Pesquisa mostra que a perda de morcegos no Brasil pode provocar a coextinção de dezenas de moscas ectoparasitas especializadas invisibilizadas pela conservação
Fonte: Duda Menegassi ((o))eco - A extinção de uma espécie, mais do que um fim em si própria, pode gerar um efeito cadeia com graves consequências para todo um ecossistema. Existem situações em que a perda de uma espécie pode levar à perda de outra, que depende da primeira para sobreviver. É o que cientistas chamam de coextinção. E essas perdas muitas vezes são silenciosas, envolvendo criaturas pequenas e comumente invisibilizadas, como alerta um estudo recém-publicado que analisou a relação altamente especializada entre moscas parasitas e seus morcegos hospedeiros no Brasil.
A pesquisa analisou o risco de coextinção entre 182 espécies de morcegos, das quais 66 apresentam relações com parasitas, e 106 espécies de moscas ectoparasitas – aquelas que ficam e se alimentam na superfície externa dos hospedeiros. Estas moscas só parasitam morcegos e são incapazes de sobreviver sem seus hospedeiros, frequentemente numa relação espécie-específica e ainda pouco conhecida, destacam os pesquisadores.
A análise, publicada em artigo com acesso aberto no periódico Animal Conservation, alerta que apenas um terço das espécies de morcegos tiveram suas moscas parasitas estudadas. Entre aquelas com informação, 33% dos morcegos e 64% das moscas têm relações espécie-específicas, ou seja, com alta dependência uma da outra.

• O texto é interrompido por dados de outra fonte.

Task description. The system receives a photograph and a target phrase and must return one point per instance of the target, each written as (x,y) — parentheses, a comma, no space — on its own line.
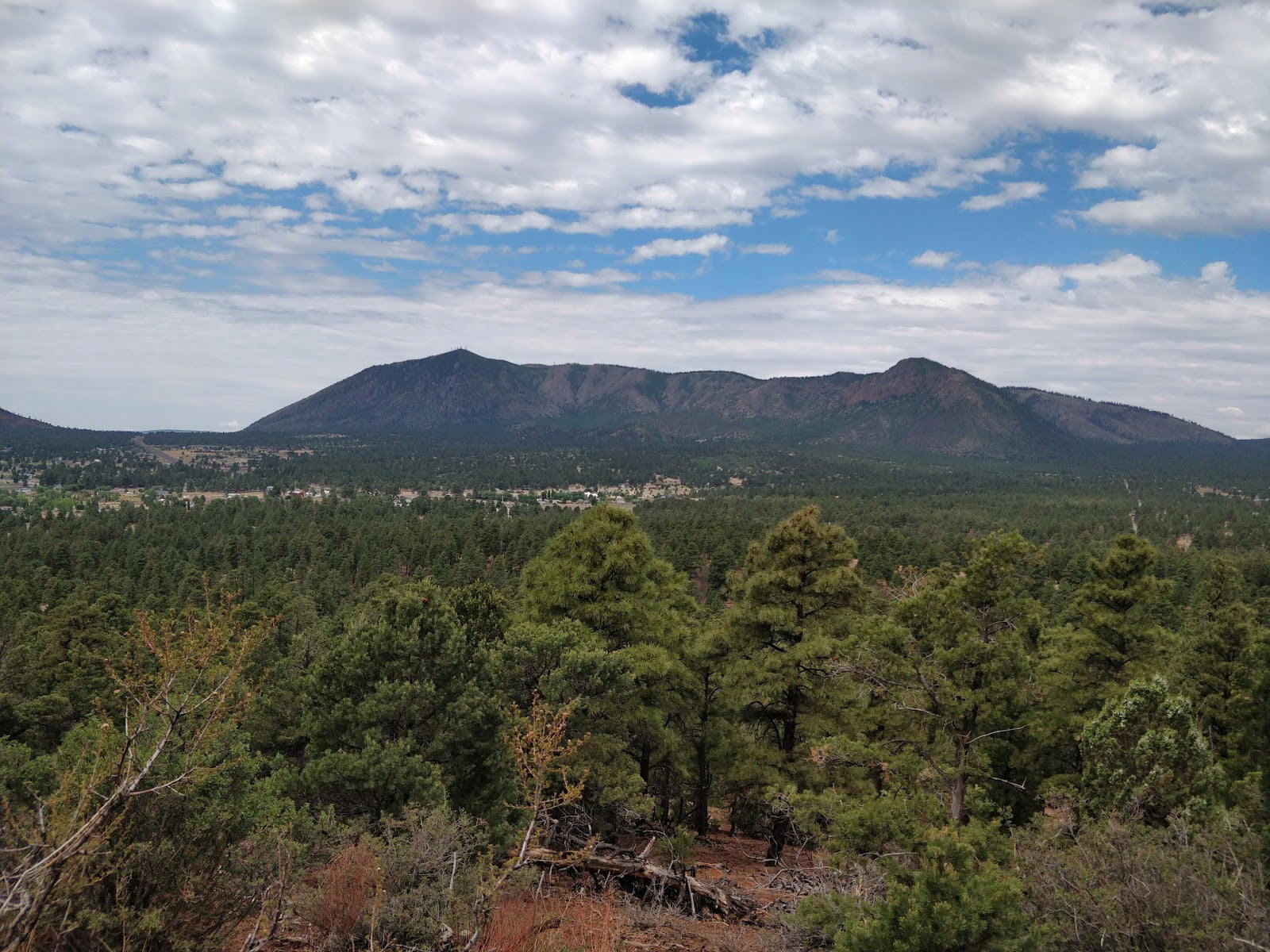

Esta relação tem um preço e a extinção de algumas espécies de morcegos pode provocar a coextinção de até cinco espécies de moscas, aponta o estudo. O cenário é agravado pelo fato de que muitos desses morcegos já são ameaçados – ainda que suas moscas ectoparasitas sejam invisibilizadas pelas lentes e listas da conservação. É o caso de quatro espécies de moscas que hospedam morcegos já classificados como Em Perigo e Vulnerável ao risco da extinção.
“Outras 64 espécies de ectoparasitas apresentavam apenas um registro de interação com uma única espécie de morcego, evidenciando sua relação altamente especializada, o que as torna mais suscetíveis à extinção caso ocorram variações populacionais em seus hospedeiros”, destacam os autores em trecho do artigo.